We use np.dot() to multiply arrays in a way that combines rows and columns. It helps us find relationships between data points.

To calculate the total sales by multiplying price and quantity arrays.
To find the angle between two vectors in physics or machine learning.
To combine features in data for predictions using linear algebra.
To compute weighted sums in neural networks or statistics.
Syntax
NumPy
np.dot(a, b)

a and b can be numbers, 1D or 2D arrays.

For 1D arrays, it calculates the sum of products (like a scalar product).

Examples
This multiplies corresponding elements and sums them: 1*4 + 2*5 + 3*6 = 32.
NumPy
import numpy as np

# Dot product of two 1D arrays
v1 = np.array([1, 2, 3])
v2 = np.array([4, 5, 6])
result = np.dot(v1, v2)
print(result)
This multiplies matrices: rows of m1 with columns of m2.
NumPy
import numpy as np

# Dot product of 2D arrays (matrices)
m1 = np.array([[1, 2], [3, 4]])
m2 = np.array([[5, 6], [7, 8]])
result = np.dot(m1, m2)
print(result)
Here, the 1D array acts like a row vector multiplied by the matrix.
NumPy
import numpy as np

# Dot product of 1D and 2D array
v = np.array([1, 2])
m = np.array([[3, 4], [5, 6]])
result = np.dot(v, m)
print(result)
Sample Program

This program calculates the dot product of two simple vectors.
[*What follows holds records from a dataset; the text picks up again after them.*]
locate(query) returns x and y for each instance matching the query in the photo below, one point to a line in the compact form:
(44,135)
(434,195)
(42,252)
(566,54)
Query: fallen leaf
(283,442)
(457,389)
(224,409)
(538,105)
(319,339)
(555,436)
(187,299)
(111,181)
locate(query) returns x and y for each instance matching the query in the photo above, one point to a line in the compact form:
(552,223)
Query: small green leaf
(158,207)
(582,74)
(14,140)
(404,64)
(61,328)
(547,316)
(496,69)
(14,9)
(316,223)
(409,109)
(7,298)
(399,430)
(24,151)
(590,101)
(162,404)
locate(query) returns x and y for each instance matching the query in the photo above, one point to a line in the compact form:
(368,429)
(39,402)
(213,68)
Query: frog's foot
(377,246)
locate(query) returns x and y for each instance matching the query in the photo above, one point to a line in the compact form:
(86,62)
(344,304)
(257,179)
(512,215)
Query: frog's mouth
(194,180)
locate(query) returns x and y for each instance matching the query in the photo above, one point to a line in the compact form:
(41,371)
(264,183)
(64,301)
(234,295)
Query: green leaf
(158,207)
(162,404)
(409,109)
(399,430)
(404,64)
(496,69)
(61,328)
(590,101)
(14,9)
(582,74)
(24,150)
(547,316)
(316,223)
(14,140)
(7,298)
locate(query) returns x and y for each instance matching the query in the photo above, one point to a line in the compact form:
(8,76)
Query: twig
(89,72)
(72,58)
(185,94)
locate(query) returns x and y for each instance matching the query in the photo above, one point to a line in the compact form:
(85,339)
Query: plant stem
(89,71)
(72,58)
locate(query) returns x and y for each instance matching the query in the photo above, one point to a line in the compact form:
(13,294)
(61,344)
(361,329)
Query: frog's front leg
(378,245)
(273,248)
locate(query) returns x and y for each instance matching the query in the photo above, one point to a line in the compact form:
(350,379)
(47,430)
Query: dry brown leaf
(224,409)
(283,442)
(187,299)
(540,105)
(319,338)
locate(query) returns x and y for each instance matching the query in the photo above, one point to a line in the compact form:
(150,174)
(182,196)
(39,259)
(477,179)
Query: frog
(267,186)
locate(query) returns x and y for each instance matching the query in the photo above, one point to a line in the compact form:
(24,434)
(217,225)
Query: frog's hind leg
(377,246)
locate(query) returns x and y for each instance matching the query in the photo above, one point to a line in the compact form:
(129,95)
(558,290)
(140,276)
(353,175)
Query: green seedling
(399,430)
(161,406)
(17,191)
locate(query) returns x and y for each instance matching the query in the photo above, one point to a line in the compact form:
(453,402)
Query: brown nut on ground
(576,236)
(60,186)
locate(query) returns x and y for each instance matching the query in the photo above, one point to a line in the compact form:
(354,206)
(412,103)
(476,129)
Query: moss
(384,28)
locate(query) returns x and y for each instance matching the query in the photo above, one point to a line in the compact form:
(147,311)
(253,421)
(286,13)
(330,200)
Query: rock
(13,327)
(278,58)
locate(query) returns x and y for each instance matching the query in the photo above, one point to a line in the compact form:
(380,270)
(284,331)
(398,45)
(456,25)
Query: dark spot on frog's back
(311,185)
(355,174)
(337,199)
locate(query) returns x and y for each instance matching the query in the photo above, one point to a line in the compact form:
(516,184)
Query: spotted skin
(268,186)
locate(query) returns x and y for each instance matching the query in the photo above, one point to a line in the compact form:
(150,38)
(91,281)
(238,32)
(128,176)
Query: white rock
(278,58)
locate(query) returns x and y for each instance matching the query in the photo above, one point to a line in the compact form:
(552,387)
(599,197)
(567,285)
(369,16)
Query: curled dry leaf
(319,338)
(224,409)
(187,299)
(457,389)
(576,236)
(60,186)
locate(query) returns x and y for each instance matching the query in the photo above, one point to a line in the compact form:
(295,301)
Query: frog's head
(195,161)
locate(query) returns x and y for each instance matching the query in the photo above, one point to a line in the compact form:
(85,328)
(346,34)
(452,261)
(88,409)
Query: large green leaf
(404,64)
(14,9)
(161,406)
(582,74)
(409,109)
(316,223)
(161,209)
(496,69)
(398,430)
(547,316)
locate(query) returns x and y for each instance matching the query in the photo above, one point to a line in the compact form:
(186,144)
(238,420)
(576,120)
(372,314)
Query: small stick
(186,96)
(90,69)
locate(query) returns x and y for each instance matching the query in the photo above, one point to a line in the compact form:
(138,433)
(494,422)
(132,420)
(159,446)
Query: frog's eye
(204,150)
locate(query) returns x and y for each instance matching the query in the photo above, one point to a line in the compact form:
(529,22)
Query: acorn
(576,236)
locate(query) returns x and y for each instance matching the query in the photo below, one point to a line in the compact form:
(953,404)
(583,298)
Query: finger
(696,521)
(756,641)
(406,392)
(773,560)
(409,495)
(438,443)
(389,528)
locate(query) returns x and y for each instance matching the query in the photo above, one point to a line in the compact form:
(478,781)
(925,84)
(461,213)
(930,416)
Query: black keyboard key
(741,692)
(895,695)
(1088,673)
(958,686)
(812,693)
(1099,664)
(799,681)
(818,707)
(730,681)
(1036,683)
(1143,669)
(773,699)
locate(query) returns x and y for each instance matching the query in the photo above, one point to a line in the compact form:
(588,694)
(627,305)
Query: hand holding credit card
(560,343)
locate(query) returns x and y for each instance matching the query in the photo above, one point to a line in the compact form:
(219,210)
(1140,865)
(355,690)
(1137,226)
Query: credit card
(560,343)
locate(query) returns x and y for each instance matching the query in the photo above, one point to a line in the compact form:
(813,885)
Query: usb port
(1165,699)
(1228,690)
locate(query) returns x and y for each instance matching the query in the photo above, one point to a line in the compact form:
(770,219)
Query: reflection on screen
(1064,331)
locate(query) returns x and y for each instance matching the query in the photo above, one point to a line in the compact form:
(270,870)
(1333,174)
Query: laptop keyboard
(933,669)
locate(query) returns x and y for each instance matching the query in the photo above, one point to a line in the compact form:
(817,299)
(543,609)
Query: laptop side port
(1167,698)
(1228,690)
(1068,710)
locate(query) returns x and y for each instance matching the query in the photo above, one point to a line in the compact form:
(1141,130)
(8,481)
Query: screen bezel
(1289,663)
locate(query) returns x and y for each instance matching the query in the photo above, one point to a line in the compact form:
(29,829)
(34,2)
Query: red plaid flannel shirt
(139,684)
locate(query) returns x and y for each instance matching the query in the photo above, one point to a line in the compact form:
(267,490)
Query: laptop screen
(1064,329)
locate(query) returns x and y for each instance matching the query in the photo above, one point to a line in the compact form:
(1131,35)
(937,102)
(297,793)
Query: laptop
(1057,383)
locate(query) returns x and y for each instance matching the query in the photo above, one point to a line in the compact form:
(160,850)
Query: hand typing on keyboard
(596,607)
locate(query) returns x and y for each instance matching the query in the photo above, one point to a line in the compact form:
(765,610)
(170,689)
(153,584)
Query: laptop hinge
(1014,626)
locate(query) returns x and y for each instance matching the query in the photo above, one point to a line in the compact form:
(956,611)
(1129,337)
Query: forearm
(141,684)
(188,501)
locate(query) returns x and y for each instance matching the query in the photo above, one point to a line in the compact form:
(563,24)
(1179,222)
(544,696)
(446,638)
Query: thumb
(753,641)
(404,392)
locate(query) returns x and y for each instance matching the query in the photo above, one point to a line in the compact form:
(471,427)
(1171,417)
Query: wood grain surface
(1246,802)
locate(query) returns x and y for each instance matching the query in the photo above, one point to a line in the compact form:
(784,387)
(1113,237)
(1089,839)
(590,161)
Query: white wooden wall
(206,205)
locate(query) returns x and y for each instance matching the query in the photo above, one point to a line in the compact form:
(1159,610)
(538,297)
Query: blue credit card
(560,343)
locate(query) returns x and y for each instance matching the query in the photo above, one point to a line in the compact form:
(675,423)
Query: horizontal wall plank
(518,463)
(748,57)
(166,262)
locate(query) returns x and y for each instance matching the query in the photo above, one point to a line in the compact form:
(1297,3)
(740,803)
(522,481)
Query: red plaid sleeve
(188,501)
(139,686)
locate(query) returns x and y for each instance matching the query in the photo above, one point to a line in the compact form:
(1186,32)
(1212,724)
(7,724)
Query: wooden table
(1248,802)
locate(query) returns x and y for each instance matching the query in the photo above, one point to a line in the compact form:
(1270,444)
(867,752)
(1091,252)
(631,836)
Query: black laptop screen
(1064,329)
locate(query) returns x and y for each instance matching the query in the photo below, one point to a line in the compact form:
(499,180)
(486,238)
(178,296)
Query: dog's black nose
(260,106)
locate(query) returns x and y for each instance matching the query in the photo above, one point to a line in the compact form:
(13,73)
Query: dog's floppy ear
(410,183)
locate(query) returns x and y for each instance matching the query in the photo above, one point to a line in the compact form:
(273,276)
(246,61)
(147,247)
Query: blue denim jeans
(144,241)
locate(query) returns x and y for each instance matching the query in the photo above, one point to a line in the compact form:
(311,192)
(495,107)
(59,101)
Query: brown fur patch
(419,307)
It multiplies each pair of elements and sums them up.

NumPy
import numpy as np

# Define two vectors
vector_a = np.array([2, 3, 4])
vector_b = np.array([1, 0, -1])

# Calculate dot product
dot_product = np.dot(vector_a, vector_b)

print(f"Dot product of {vector_a} and {vector_b} is {dot_product}")
OutputSuccess
Important Notes

If arrays have incompatible shapes, np.dot() will raise an error.

For 2D arrays, np.dot() performs matrix multiplication.

For higher dimensions, consider using np.matmul() or the @ operator.

Summary

np.dot() multiplies arrays to find sums of products.

It works for vectors (1D) and matrices (2D).

Useful for combining data, physics calculations, and machine learning.